胡散臭い黒頭巾の男が本題を切り出したのは、実際微塵も興味のない此方の近況を聞くだけ聞いてそれに少しだけ揶揄混じりの感想を付け足してからだった。重厚な木目調の椅子に座っている男とは違い、この真冬に数十分立ったままで話に付き合わされていた白鴉は、内心盛大に溜息をついて見せる。

この地域が雪で閉ざされるまでの一か月、白鴉はこの男に無茶な命令を受けて外回りの仕事を熟していた。先日ようやく全ての行程が終わり、待ち人のいる教団に返ってこられたのが今日の朝方。それから旅の装いを解く暇もなく呼び出され、この男の話に延々と付き合っている。時刻を見るともう昼も過ぎており、長旅の疲れも相まっていつもより感情の制御が聞かない風がある。

(ルキア……)

待ち人、唯一の家族と呼べる少女を思い浮かべ、白鴉は会える距離にいるのにすぐ会いにいけないもどかしさに地団太を踏みたくなる。
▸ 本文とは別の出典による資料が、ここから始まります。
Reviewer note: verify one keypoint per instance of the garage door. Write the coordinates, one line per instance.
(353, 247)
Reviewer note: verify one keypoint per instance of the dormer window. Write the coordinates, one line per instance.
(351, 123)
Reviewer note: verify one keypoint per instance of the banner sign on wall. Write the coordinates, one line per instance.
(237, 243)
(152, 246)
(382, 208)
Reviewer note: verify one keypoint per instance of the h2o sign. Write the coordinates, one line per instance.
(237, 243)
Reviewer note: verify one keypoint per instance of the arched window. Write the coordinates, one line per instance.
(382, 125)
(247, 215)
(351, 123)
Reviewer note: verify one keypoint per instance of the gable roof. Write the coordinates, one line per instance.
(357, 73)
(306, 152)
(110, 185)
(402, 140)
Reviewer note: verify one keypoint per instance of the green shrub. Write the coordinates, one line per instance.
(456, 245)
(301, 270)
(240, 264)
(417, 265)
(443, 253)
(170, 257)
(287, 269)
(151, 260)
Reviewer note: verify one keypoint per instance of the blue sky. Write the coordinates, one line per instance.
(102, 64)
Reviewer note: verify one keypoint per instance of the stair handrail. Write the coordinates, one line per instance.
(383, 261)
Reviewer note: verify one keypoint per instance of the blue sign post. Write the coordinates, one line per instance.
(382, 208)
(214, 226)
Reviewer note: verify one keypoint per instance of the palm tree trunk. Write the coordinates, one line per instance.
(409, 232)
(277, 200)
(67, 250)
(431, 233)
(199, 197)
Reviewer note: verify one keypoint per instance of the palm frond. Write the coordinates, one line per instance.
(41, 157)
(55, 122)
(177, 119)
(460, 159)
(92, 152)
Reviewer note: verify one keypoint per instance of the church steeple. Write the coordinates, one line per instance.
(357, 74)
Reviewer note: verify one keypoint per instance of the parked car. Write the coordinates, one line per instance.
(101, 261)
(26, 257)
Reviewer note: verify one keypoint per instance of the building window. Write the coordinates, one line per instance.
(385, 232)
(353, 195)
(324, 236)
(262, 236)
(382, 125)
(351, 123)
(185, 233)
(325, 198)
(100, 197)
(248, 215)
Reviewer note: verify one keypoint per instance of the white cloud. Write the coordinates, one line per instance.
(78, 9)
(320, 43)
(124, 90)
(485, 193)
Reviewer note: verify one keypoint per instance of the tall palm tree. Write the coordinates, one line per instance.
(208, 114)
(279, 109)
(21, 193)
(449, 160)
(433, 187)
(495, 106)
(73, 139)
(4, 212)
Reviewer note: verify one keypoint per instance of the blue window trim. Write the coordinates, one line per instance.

一通りの任務が落ち着き帰る目途も経った頃、一度手紙が届いていた。白鴉の体調を心配していること、順調に勉強が捗っていること、いつか貰った懐中時計の話、それとやっぱり少しだけ寂しいということ。そんな、嬉しいものを呼んだなら、すぐ帰りたくなってしまうじゃないか。ということでもう数日ばかり掛かる予定を急きょ繰り上げ繰り上げ、素晴らしい手腕で終わらせて帰ってきたのだ。なのに。

男、ノアは先ほどから憎たらしい程の野卑な笑みに口元を歪めて白鴉を見据える。これは、絶対、この場から一刻も早く抜け出したいと思っている白鴉の心情なんてお見通しなのだろう。
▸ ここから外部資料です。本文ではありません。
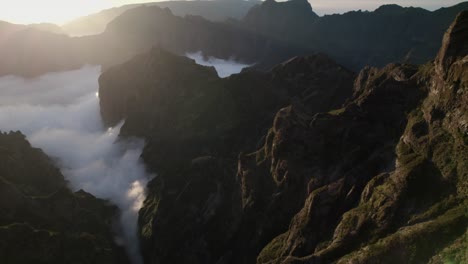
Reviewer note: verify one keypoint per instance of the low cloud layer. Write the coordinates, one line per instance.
(59, 112)
(224, 68)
「この度はご苦労だった。予定より数日も早く終わらせてくるとは、流石彼らの弟だね」
「……ありがとうございます」

お礼はルキアに一番最初に言われたかった。白鴉は舌打ちする。ちっとも嬉しそうではない礼の言葉は、更にノアの機嫌をよくしたようだ。

「この件について君にご褒美を与えようと思うのだが。如何かね?」
「結構です」
「既に部屋へ届けてある。それまで楽しみにしているといい」
「辞退は可能ですか」
「さぁ、引き留めて悪かったね。3日間は休日にしてあるから存分に休みなさい」

会話のキャッチボールが出来ないのは端から諦めていたが、分かっていても酷すぎた。白鴉は今度こそあからさまに溜息を押し出して、一礼してその場を退席する。部屋の扉を閉める前に、ノアはぼそりと呟いた。

「まぁプレゼントを見たら、辞退など絶対に辞退などありえないだろうがね」

嫌な、予感。背筋を冷たい汗が落ちた。


――果たしてノアの言っていたものは、白鴉の寝室で待っている間に寝てしまったのであろう少女の、幼気なフリフリエプロン姿。流石教団をまとめるノアだけのことはあり、そのご褒美は白鴉の心を的確に突いていたのであった。